How InternLM 3.0 Achieves High Performance with Just 4 TB of Training Data
Shanghai AI Laboratory’s InternLM 3.0 upgrade demonstrates that a refined 4 TB token dataset can boost a large‑language model’s performance beyond that of open‑source peers trained on 18 TB, cutting training cost by over 75% while merging regular dialogue with deep reasoning capabilities.
Scaling‑law Regime and Data Efficiency
Large‑model performance follows a scaling‑law relationship where compute and data volume are primary drivers. Shanghai AI Laboratory introduces Intelligence Quality per Token (IQPT) as a metric that captures the ratio of average model performance to the amount of training data. Higher IQPT indicates that each token contributes more learning signal, implying that improving data quality can yield larger gains than merely increasing data size.
InternLM 3.0 (InternLM3‑8B‑Instruct)
Released on 15 January, InternLM 3.0 is trained on a refined corpus of only 4 TB of tokens . Using the data‑refinement pipeline, the model attains comparable effectiveness to open‑source models that consume roughly 18 TB , saving more than 75 % of training cost . IQPT measured on InternLM 3.0 is over four times higher than that of Llama 3.1, demonstrating a superior performance‑per‑token ratio.
Data‑Refinement Framework
Intelligent Data Processing : The raw corpus is partitioned into millions of domains.

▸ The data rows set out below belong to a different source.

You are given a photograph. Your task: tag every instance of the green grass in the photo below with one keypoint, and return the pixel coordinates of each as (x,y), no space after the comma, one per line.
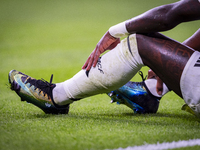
(42,38)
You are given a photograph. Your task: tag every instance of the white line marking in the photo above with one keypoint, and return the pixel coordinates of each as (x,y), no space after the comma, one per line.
(163,146)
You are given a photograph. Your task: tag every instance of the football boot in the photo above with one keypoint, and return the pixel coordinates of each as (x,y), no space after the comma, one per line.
(37,92)
(136,96)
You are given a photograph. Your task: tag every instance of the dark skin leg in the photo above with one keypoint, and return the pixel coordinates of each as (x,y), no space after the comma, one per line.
(166,57)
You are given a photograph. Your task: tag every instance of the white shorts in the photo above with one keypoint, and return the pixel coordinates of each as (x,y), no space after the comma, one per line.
(190,83)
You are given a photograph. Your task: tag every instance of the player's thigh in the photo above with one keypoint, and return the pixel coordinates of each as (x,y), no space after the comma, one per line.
(166,57)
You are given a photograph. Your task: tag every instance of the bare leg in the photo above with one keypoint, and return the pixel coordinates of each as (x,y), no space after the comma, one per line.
(166,57)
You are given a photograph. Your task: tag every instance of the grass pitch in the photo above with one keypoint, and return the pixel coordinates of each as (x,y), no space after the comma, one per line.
(41,38)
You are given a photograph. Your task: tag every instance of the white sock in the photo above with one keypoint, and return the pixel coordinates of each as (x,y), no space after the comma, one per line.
(113,70)
(151,85)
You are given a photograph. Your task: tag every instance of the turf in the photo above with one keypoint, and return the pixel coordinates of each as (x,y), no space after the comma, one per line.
(41,38)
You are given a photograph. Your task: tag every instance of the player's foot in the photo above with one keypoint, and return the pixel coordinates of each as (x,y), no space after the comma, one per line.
(37,92)
(136,96)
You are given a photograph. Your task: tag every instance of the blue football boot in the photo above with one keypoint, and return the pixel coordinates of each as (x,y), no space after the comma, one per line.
(136,96)
(37,92)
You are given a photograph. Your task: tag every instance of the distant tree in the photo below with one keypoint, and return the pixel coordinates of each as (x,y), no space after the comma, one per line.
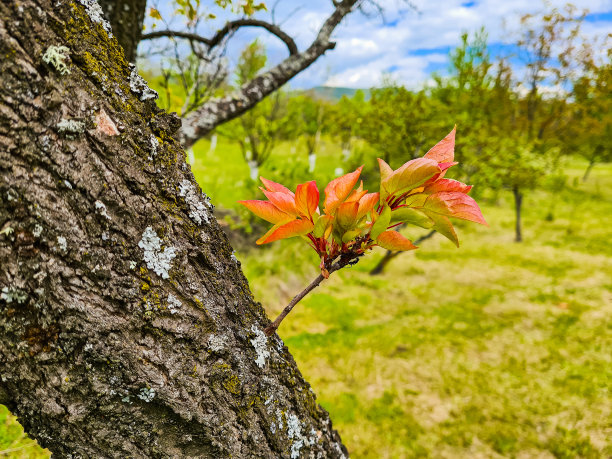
(206,64)
(312,118)
(590,131)
(261,128)
(347,117)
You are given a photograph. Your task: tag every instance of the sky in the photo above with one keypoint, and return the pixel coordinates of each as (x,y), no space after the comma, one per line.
(406,45)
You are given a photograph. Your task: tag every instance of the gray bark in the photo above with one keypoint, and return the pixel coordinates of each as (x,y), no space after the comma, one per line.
(127,329)
(217,111)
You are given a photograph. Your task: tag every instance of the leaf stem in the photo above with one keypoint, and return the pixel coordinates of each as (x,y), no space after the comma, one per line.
(344,260)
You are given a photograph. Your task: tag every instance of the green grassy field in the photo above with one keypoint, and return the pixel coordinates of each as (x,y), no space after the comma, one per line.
(496,349)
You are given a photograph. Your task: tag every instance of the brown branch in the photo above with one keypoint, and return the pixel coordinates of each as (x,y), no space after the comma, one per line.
(345,259)
(226,30)
(176,34)
(270,329)
(220,110)
(272,28)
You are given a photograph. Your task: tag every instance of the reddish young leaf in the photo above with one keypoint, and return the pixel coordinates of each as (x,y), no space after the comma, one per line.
(392,240)
(283,201)
(447,185)
(266,210)
(366,204)
(454,204)
(444,150)
(287,230)
(276,187)
(385,169)
(307,198)
(381,223)
(338,190)
(357,194)
(321,225)
(346,215)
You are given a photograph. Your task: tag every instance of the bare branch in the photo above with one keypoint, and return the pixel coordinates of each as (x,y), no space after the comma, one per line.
(220,110)
(227,29)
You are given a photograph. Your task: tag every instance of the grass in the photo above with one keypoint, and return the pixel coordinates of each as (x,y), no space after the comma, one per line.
(14,443)
(495,349)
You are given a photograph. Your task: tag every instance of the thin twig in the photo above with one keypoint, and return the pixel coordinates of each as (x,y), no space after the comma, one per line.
(345,259)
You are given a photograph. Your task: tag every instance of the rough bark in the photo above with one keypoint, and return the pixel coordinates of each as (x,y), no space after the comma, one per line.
(127,329)
(126,18)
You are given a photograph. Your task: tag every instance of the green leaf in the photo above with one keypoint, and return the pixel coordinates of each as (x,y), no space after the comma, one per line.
(411,216)
(443,226)
(350,235)
(381,223)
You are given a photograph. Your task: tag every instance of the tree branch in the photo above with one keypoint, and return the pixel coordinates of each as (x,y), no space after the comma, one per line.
(345,259)
(227,29)
(220,110)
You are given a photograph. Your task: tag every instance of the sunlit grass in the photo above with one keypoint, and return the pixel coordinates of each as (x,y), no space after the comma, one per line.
(497,349)
(14,444)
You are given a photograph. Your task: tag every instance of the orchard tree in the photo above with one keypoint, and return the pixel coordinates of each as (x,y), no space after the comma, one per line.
(216,110)
(397,123)
(311,115)
(261,128)
(590,131)
(127,328)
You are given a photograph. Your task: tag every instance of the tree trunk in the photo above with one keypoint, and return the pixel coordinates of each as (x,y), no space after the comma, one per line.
(126,18)
(518,202)
(127,328)
(588,171)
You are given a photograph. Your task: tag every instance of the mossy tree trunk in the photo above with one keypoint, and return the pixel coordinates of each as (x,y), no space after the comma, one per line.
(127,328)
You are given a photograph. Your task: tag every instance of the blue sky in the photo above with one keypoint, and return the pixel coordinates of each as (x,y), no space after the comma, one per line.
(407,45)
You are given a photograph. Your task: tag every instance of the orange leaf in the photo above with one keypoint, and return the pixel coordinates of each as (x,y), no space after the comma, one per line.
(392,240)
(307,198)
(276,187)
(346,215)
(287,230)
(454,204)
(357,194)
(385,169)
(447,185)
(266,210)
(366,204)
(443,226)
(444,150)
(338,190)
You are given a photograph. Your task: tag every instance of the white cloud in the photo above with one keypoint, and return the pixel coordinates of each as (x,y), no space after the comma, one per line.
(409,43)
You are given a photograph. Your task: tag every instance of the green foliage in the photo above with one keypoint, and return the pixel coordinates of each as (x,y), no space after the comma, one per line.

Autonomous agents perform large‑scale quality inspection, learn from error cases, and apply domain‑specific handling, enabling fine‑grained filtering without manual effort.
High‑Value Data Synthesis : A general model generates candidate data. Candidates are filtered through a tree‑search strategy and multi‑dimensional quality checks (e.g., logical consistency, factual correctness, diversity). The vetted data are then used to fine‑tune a specialist model.
Post‑Training Instruction Synthesis
A world‑knowledge‑tree‑driven pipeline creates tens of thousands of high‑quality instruction examples. Multi‑agent generation extracts real‑world user intents, classifies them into fine‑grained task categories, and synthesizes instruction‑response pairs. These examples are employed for further fine‑tuning, markedly improving conversational fluency.
Evaluation Methodology and Results
Using the open‑source OpenCompass benchmark suite, InternLM 3.0 was evaluated on more than ten authoritative test sets, including CMMLU, GPQA, mathematics, coding, instruction following, long‑text handling, and dialogue. The evaluation protocol follows the reproducible procedures documented by OpenCompass.
Across the majority of benchmarks, InternLM 3.0 outperforms peer open‑source models of similar scale and approaches the performance of GPT‑4o‑mini . For example, on GPQA the model achieves a score 3.2 points higher than Llama 3.1, while on CMMLU it exceeds the baseline by 4.5% absolute accuracy.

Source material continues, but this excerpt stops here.